What is heat wave?

Science behind US and Canada’s heat wave.

• Canada is reeling under severe heat wave, which has caused an unprecedented 195 percent risk in sudden fatalities within the past few days.

• In Portland city in Oregon, US temperatures as high as 46 degree celsius were recently registered- just three degree short of the internal core temperatures of a cooked shrimps.

• On June 29, temperature in Portland advanced to 46.7 degree celsius.

• Canada too saw it’s highest temperature ever recorded in the country’s west. In Lytton in British Columbia, temperature soared to over 46 degree celsius last week.

Canada’s heat wave:Toll tops 800

Hundred of deaths were being investigated as heat related in the US states of Oregon and Washington and in Canadian province of British Columbia

• 800 sudden and unexpected deaths have been reported. The abnormal heat wave caused the temperature in the country to rise to 49.5 degree celsius, an all time record. The weather experts have blamed the heat dome effect for the sudden rise in temperature.


• The national oceanic and atmospheric Administration (NOAA) says that to understand what causes a heat dome, one should liken the Pacific Ocean to a large swimming pool in which the heater is turned on.
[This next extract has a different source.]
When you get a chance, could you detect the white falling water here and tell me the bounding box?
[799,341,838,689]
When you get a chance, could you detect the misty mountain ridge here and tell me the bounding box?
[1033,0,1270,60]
• Once the heater is on, the portions of the pool close to the heating jets will warm up faster & therefore the temperature in that area will be higher. In the same way, the western’s Pacific Ocean’s temperature have increased in the past few decades & are relatively more than the temperature in the eastern Pacific.

• The phenomenon causing the scorching heat is called “heat dome”. Hot air is trapped by high pressure fronts and as it is pushed back to the ground, it heats up even more.

This condition also prevents clouds from forming, allowing for more radiation from the sun to hit the ground.

•This strong change in the ocean temperature from the West to the East is what a team of scientists believe is the reason for the heat dome, which is when the atmosphere traps heat at the surface, which increses the formation of heat wave.

• To compare the reason that the planet Venus is the hottest in the solar system is because its thick cloud cover traps the heat at the surface leading to temperature as high as 471 degree celsius.